Exhibit B: The Gift So Frightening You Throw It Back Into The Mailbox. Valentine’s Day, 1995. My boyfriend (Not Exhibit A) had to work all day and decided to surprise me by leaving my gift in my mailbox. He succeeded when I found the flaming-red haired troll doll dressed as Satan wearing a pennant proclaiming, “You’re my little devil!” Shocked to learn that I didn’t like trolls, he said,”But you told my grandma that you liked her trolls!” I reminded him that his grandma, who recently suffered from a stroke and was easily upset, asked me point-blank if I liked her trolls (they, naked with their maniacal gaze and hair, lined every flat surface in her house), what choice did I have? The troll wasn’t his death-knell, but his capacity for believing things about me that ran contrary to how I actually was, was.
Exhibit C: The I Must Really Want To Get Dumped Gift. Summer 1997. My boyfriend (Not Exhibit A or B) and I were out of school for the summer: he in Washington working at a national park, me in California. I sent him home-baked cookie in care packages every week. I made him a frame with an antique fishing lure on it because he was an ichthyology major and loved the outdoors. He loved these packages and told me so on the post cards he sent. Then one night he called after visiting Portland where he found some really cool stuff and told me I should expect a package. I would be lying if I didn’t say I eagerly awaited this package; it would be a feast after the slim diet of postcards. It finally arrived and I tore open the small brown box. On the top, blinding me with their brightness, lay large fluorescent green, pink, yellow and orange paper clips, each bore Smokey the Bear’s face and admonished me to “Please Help Smokey Stop Forest Fires”. Cute! I thought. I love paper clips. I dug deeper into the box and found four bag clips, each fluorescent green, pink, yellow, and orange, and again I looked at Smokey; Smokey looked at me. The box was near empty. Again, I dug and came up with four pencils that perfectly matched my paper clips and bag clips. I frowned at Smokey. My new Smokey office supplies didn’t come from Portland, they came for free at the park service office.

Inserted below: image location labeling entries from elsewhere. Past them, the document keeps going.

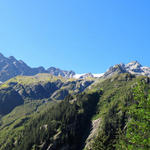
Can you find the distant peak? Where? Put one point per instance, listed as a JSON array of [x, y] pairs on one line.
[[12, 58], [134, 63]]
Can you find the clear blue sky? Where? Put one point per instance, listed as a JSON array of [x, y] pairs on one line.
[[82, 35]]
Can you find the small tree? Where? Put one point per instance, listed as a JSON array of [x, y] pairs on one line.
[[137, 134]]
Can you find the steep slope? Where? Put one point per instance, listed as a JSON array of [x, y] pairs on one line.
[[100, 109], [133, 67], [11, 67], [22, 89]]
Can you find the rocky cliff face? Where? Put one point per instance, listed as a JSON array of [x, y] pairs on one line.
[[11, 67], [133, 67]]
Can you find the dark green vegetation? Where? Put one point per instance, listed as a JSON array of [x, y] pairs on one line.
[[113, 113], [22, 89]]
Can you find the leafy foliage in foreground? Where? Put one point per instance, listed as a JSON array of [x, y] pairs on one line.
[[137, 134], [64, 124]]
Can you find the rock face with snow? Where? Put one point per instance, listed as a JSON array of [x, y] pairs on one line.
[[11, 67], [133, 67]]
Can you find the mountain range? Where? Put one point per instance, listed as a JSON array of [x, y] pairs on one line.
[[11, 67], [51, 109]]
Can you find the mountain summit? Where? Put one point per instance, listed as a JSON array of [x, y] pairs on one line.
[[11, 67], [133, 67]]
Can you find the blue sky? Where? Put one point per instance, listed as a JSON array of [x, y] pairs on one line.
[[79, 35]]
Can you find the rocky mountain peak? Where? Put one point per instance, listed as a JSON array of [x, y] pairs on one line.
[[133, 64]]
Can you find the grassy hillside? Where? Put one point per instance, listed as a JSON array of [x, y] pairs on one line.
[[95, 119]]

But Smokey wasn’t the end of the story. There was also a pair of socks. Ankle socks bearing the Coca-Cola emblem. My frown deepened; I didn’t drink soda. None of this made sense. Later that evening I asked him about the socks, did he get them in Portland? Oh, no, he got them at Safeway! So, he walked around pushing his cart and saw the socks, thought of me, and then put them in with his other items? Oh, no, that’s not what happened! Well, what happened? He was walking around, pushing his cart, and the socks jumped in! The socks spontaneously jumped off the shelf into his cart and he decided that he would send them to me? Yes, that’s what happened! Do I like them? I reflected on the time I spent finding good cookie recipes, baking cookies, carefully selecting the materials for the gifts I made him, and the fact that I meant so much to him that he could not seem to spare a couple of brain cells to come up with a minimally thoughtful gift that in some way reflected that he knew who I was as a person.
Exhibit D: The Perfect Gift. March 1998. Steve and I hadn’t been going out for too long when the supermarkets began gearing up for the Easter holiday with rows of Cadbury chocolate mini-eggs. I don’t remember saying anything about my love for those candy-coated confections, but one day when I came home from school, on my porch was a large jar filled to the brim with them with a nice note. Later on he got me a small bust of Thomas Jefferson (a favorite president). Today, fourteen years later, he still brings me gifts, because for once I did not have to look a gift horse in the mouth, and married the giver instead.